From the opportunity gaps that we experience, and that our research verifies, it is clear that Buffalo Niagara is also intensely unequal.

A Statistical Explanation of Segregation  SOURCE: Brown University US2010

A Statistical Explanation of Segregation
SOURCE: Brown University US2010

The stats can get complicated but simply reinforce what we have known to be true for too long. For instance, the Regional Index of Dissimilarity measures how one racial or ethnic group is distributed throughout the region as compared to another racial or demographic group. On a scale of 0-100, with 60 generally being considered a very high level of segregation, this measure conveys the percentage of one group that would need to move in order to achieve perfect integration with the other group. The divide between black and white is largest of any differential in Buffalo Niagara at a striking 71.

The “Main Street divide” is real, and it is stark. Nationally, the Buffalo Niagara Metropolitan Statistical Area (MSA) ranks high in segregation – as 6th most segregated on the White-Black index of the 102 largest metros, 21st in White- Hispanic segregation and as the most segregated on the White-Asian index.

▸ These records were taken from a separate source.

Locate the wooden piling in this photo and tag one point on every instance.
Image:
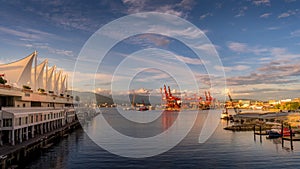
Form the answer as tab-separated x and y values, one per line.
254	132
291	137
282	140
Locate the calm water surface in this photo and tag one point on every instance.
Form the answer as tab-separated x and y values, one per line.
224	149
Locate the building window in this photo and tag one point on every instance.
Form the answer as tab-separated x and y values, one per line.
7	122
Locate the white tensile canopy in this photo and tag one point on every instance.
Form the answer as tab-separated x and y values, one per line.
40	79
50	77
19	72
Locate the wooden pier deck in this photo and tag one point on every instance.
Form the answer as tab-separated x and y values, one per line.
9	149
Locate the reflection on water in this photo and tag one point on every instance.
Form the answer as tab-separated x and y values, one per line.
225	149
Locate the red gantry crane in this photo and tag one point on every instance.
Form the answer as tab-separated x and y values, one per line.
172	102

Far from just dictating what sign of a geographic line people live on, the divide also greatly affects the access to opportunities and to services that people have on a daily basis. This unequal access leads to employment and achievement statistics that are skewed against people of color. The poverty rate of the white population in the region, then, is only 9.6%, but for African-Americans it is 36.1%, for Hispanic/Latino populations it is 35.8%, Asian/Pacific Islander 25.6% and Native Americans 23.5%.

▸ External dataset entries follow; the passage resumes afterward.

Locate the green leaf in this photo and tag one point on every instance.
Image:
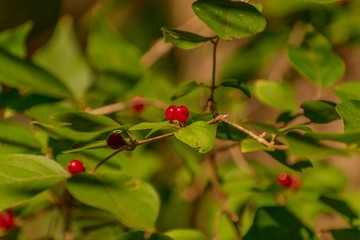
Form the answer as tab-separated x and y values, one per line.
306	147
166	125
185	90
133	202
316	60
238	84
346	234
348	90
230	19
24	75
13	39
63	57
339	206
185	234
350	113
142	236
85	122
320	111
228	132
184	39
251	145
274	223
24	176
15	138
198	135
110	52
276	95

An On-the-Ground Explanation of Segregation East Ferry (above) One Block East of Main Street West Ferry (below) One Block West of Main Street

An On-the-Ground Explanation of Segregation
ABOVE: East Ferry One Block East of Main Street; BELOW: West Ferry One Block West of Main Street via Google Maps

Because this inequality is widespread, pervasive and long standing, many of the factors contributing to segregation are buried under assumptions, stereotypes and misinformation so that the victims of an unequal system are too often blamed for its outcomes. Yet this imbalance continues to hold back individuals and region as a whole. As further described in the One Region Forward Equity Assessment:

…populations [of color] in the region suffer from reduced opportunity and outcomes in academic and occupational achievement, suffer poorer personal health and reduced quality of life.

The lack of economic vibrancy in poor neighborhoods reduces the municipal tax base making it more challenging for local governments to provide adequate levels of services, amenities and infrastructure throughout the region.

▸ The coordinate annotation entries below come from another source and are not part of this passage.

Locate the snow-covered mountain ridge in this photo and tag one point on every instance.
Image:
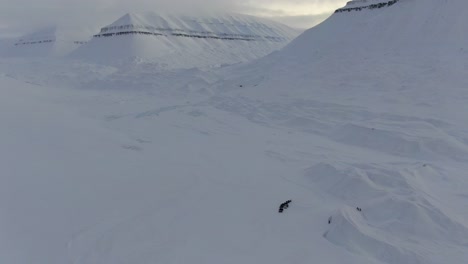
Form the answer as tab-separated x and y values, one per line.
181	41
358	5
360	121
225	28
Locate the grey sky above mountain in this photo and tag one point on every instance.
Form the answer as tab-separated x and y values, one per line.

The inability to access employment, or additional challenges faced in accessing employment, in economically isolated neighborhoods means direct costs to government in the form of increased public assistance.

Concentrations of poverty and lack of mainstream economic opportunity have also led to higher areas of crime, reflecting an increased burden on the criminal justice system. However, disparities in law enforcement skewed against minority populations have also created huge familial and social strains within minority communities as a disproportionate number of families lose loved ones to incarceration.

Sanctioned and covert institutional financial policies and practices and the distorted economies of low-income neighborhoods further restrict access to the main stream economy and compound the difficulty of breaking the generational cycle of poverty.”

In short, there is a high universal cost of concentrated and racialized poverty. In fact, the The Equality of Opportunity Project has found that both whites and non-whites have lesser chances of escaping poverty and climbing the economic ladder in regions that are more highly segregated.

There is a distinct advantage to the region in addressing these issues and, as mentioned in an earlier post, a host of individuals and organization are working on these issues, growing a large and inclusive movement to achieve racial equity in Buffalo Niagara, but the work is far from complete.

In future posts, we’ll delve into both some of the root policy and practice causes of segregation and inequality in the region, as well as the recommendations coming out of the One Region Forward Equity Assessment.